Murks bleibt Murks
Verkehrsminister Alexander Dobrindt ist bei der Maut als Tiger gestartet. Und jetzt als Bettvorleger gelandet. Die halbe Union und sämtliche Grenzregionen hat der CSU-Mann während der Sommerpause gegen sich aufgebracht mit seinem Plan, die Maut auf Bundes-, Kreis-, Land- und Dorfstraßen auszuweiten.
Die Arbeit der Regierung wurde so sehr von der peinlichen Maut-Frage beeinträchtigt, dass CSU-Chef Horst Seehofer sich sogar gezwungen sah, die Koalitionsfrage (!) zu stellen. Deppert. Und jetzt? Dobrindts gestern verkündete Rolle rückwärts führt uns nur noch einmal vor Augen, was das Vorhaben schon immer war: eine Schnapsidee.
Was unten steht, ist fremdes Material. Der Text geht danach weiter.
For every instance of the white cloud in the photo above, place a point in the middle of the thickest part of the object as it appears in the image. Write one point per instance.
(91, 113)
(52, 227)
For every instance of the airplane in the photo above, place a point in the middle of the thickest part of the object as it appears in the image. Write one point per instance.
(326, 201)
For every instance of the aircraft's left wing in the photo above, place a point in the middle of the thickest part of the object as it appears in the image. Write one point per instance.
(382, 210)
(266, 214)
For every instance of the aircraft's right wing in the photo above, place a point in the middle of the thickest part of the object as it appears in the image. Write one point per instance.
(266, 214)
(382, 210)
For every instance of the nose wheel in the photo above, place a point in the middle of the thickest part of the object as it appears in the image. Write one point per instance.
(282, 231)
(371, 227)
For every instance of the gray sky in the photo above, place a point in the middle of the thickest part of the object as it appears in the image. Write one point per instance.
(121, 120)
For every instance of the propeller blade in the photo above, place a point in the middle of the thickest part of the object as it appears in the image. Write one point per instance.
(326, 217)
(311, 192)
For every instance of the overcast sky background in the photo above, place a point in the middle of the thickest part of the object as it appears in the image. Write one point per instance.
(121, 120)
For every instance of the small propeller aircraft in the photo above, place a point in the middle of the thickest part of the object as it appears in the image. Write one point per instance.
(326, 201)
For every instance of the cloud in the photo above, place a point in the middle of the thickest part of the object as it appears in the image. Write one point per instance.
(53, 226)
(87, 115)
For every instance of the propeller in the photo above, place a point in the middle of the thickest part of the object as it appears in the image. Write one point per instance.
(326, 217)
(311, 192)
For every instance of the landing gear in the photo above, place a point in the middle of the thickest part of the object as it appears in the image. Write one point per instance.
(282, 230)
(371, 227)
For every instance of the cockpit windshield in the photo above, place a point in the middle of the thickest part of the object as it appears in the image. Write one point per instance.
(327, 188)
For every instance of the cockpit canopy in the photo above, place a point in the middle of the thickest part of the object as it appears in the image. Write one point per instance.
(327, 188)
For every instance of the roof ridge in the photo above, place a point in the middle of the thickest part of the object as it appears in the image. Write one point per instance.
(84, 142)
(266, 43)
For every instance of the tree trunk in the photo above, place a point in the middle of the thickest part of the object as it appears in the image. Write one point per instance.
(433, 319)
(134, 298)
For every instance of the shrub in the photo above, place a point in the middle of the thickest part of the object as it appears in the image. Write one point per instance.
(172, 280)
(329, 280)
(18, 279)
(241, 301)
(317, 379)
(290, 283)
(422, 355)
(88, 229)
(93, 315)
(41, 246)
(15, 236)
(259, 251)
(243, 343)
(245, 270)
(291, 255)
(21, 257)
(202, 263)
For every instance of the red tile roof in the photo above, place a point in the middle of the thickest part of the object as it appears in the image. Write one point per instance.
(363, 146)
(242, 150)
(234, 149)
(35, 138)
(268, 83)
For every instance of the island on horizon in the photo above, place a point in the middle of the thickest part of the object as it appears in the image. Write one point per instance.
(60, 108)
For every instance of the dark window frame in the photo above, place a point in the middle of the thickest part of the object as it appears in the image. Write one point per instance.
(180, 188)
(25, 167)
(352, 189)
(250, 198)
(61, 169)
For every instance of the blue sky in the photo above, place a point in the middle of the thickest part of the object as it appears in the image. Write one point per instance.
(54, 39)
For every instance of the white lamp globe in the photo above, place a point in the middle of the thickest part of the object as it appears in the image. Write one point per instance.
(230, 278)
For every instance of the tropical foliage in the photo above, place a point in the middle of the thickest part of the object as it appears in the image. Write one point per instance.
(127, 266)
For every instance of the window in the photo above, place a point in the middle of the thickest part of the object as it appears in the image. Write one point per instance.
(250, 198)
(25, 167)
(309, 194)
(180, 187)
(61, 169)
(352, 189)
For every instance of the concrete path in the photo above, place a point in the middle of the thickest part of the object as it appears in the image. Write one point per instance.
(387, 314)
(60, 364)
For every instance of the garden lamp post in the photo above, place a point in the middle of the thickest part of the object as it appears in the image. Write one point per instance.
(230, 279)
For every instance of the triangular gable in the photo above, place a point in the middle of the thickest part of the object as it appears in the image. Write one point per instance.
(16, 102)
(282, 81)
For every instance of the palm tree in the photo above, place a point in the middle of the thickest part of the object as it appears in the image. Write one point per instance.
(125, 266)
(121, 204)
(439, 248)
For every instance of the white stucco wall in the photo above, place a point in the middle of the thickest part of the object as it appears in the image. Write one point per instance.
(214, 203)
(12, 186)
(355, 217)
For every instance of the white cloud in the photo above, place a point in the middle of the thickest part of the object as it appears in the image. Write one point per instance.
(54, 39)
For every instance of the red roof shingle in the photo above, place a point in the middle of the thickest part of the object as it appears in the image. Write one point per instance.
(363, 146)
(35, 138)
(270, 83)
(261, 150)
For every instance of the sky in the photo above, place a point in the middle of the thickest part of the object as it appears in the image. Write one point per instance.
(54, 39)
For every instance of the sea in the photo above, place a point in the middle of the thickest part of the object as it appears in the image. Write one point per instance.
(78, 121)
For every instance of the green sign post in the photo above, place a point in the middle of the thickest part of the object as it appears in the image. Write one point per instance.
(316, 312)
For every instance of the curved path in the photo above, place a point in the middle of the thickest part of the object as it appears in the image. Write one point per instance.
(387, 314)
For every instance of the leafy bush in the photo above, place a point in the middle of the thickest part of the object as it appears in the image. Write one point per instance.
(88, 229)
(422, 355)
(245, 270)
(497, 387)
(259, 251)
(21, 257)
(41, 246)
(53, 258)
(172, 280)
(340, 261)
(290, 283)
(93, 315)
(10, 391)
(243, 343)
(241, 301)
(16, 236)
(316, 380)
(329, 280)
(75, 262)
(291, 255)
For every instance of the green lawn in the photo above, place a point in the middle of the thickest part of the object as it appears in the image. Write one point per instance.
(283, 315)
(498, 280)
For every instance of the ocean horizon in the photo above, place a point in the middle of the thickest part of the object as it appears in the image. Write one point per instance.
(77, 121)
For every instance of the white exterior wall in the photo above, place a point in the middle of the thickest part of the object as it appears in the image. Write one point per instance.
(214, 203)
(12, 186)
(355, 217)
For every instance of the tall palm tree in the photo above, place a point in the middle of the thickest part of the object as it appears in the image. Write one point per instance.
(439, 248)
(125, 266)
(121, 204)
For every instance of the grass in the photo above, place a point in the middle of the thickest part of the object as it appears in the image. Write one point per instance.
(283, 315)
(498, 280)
Man kann es drehen und wenden, wie man will: Es lohnt sich einfach nicht, eine Maut einzuführen, die erst alle und dann doch nur die Ausländer zahlen sollen - und zwar ausschließlich auf Autobahnen, obwohl Bundesstraßen erst hinein- und dann wieder herausgerechnet werden. So sieht es der Gesetzentwurf vor. Aufwand und Ertrag passen an keiner Stelle zusammen. Zudem gibt es nicht wenige Verkehrsexperten , die Dobrindts geplante Einnahmen von 500 Millionen Euro anzweifeln und froh wären, wenn das Vorhaben wegen der aufwendigen Verwaltung nicht auch noch Geld kostet .
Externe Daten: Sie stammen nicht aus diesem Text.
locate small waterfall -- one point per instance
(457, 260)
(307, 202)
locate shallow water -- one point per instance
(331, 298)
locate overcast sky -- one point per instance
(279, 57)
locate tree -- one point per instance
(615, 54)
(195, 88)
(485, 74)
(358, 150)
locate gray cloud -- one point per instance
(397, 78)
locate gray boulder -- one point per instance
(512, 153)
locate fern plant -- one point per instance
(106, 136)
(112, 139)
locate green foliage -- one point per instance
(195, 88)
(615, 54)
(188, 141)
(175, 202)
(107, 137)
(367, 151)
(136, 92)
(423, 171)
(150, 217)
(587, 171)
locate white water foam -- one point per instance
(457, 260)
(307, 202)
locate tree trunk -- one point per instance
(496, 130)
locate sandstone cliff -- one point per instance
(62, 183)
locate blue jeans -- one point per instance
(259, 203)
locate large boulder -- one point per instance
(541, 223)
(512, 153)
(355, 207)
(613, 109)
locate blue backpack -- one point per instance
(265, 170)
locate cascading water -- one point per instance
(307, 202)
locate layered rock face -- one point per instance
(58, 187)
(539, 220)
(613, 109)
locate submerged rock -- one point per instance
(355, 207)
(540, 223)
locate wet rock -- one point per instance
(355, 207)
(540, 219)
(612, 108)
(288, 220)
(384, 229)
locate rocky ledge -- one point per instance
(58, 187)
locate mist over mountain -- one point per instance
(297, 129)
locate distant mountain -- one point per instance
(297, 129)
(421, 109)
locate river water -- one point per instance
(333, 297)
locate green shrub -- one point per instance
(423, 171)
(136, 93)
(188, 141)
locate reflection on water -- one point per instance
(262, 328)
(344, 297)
Fast muss man der CDU dankbar sein, dass sie gemeutert hat gegen Dobrindts erweiterte Maut-Pläne. Im Schwesternkrieg können sich vor allem der Nordrhein-Westfale Armin Laschet und die Rheinland-Pfälzerin Julia Klöckner als Sieger sehen. Doch Vorsicht: Vom Tisch ist das Thema noch lange nicht. Neuer Ärger droht spätestens zum Jahr 2016 , wenn die Maut eingeführt wird. Das Gefühl bei den Autofahrern, doch zur Kasse gebeten zu werden, kann sich dabei schneller einstellen, als den Unionsparteien lieb ist. Man muss zudem kein Prophet sein, um zu wissen: Der finanzielle Ausgleich für deutsche Fahrzeughalter über die Kfz-Steuer bedeutet erstens Bürokratie pur und wird zweitens für die Koalitionäre noch so manche Hiobsbotschaft bringen. Jeder Autofahrer sollte da genau nachrechnen.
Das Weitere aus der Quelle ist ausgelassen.